Corbin’s heart hammered and thumped as he strove to overtake her. He was in no physical trim and, as Miriam left the footpath and took to the fields, he sank down by the roadside, panting from his exertions. As he rested his brain cleared and he cursed aloud as he realized the folly of his act. In his mad craving for cocaine he had betrayed his precious secret to Miriam.

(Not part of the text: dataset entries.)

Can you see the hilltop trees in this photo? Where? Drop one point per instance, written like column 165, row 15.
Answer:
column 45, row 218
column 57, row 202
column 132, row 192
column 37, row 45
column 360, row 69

And she would tell. Corbin ground his teeth in rage, then his face cleared. Only Miriam knew—so far. When he got up and limped toward Abbott’s Lodge, his lips wrinkled in a low and vicious smile.

Finally convinced that she had outdistanced Corbin, Miriam dropped back to a walk. Considerably shaken by the fright he had given her, it took her some little time to stop looking over her shoulder to see if the caretaker was still following her. Then her thoughts switched around to Guy Trenholm and the bloodstained sheet, and her recent terror was forgotten. Had Corbin, by his evasive answers to the sheriff’s question about the sheet, made Trenholm believe that she was implicated in Paul Abbott’s murder? She recalled vividly his persistent questions at his bungalow that afternoon as to whether or not she had recognized Paul as the American soldier to whom her uncle had intrusted the Paltoff diamond.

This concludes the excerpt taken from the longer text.